Route information
- Maintained by New Brunswick Department of Transportation
- Length: 48.58 km (30.19 mi)
- Existed: 1976–present

Major junctions
- West end: Route 1 in Lorneville
- Route 7 near Lorneville; Route 1 in Saint John; Route 119 in Quispamsis; Route 121 in Hampton;
- East end: Route 1 in Hampton

Location
- Country: Canada
- Province: New Brunswick
- Major cities: Saint John, Rothesay, Quispamsis, Hampton

Highway system
- Provincial highways in New Brunswick; Former routes;
| ← Route 95 |  | → Route 101 |

= New Brunswick Route 100 =

Highway in New Brunswick, Canada

Route 100 is 49 kilometres long, and runs from Saint John to Hampton, New Brunswick.

Route 100 follows the through route across Saint John and the Kennebecasis Valley that was used prior to the construction of the Saint John Throughway and MacKay Highway.
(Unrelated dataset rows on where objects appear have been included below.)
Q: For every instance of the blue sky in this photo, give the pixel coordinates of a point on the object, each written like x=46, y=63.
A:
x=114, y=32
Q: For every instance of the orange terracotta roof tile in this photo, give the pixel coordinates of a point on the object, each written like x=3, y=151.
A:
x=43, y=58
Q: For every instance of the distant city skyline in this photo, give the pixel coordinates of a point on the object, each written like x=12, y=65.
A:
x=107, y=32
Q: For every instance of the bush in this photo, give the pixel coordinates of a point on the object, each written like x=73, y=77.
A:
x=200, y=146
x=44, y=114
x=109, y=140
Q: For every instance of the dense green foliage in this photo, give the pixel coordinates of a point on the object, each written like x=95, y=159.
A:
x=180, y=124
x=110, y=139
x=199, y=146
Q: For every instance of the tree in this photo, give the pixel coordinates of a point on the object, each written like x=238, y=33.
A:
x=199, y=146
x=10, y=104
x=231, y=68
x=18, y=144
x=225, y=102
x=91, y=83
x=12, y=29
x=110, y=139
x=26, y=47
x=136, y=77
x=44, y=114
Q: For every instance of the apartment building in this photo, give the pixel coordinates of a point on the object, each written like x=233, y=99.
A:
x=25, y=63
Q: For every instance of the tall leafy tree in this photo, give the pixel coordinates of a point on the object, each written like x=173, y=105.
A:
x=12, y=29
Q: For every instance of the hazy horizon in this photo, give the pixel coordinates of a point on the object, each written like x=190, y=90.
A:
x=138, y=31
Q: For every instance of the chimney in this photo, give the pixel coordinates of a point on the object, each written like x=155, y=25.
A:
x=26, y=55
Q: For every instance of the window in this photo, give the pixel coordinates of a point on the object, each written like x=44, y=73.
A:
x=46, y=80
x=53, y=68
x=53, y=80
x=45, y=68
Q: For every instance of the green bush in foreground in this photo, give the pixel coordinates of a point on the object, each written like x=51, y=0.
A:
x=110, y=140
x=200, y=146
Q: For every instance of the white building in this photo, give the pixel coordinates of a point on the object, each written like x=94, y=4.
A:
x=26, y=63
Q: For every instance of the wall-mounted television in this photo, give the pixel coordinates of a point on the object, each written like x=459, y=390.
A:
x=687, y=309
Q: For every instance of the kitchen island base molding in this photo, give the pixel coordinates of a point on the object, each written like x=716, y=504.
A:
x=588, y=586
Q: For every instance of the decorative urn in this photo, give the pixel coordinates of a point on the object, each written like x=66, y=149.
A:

The road begins on Saint John's west side using Ocean West Way and Fairville Boulevard, and crosses the Reversing Falls Bridge to Chesley Drive on the north end. It then crosses a viaduct to the city centre, where it takes City Road to the east side, and leaves Saint John on Rothesay Avenue. Route 100 continues as the Hampton Highway through the Kennebecasis River Valley towns of Rothesay and Quispamsis, and uses a former alignment of Route 1 to reach Hampton.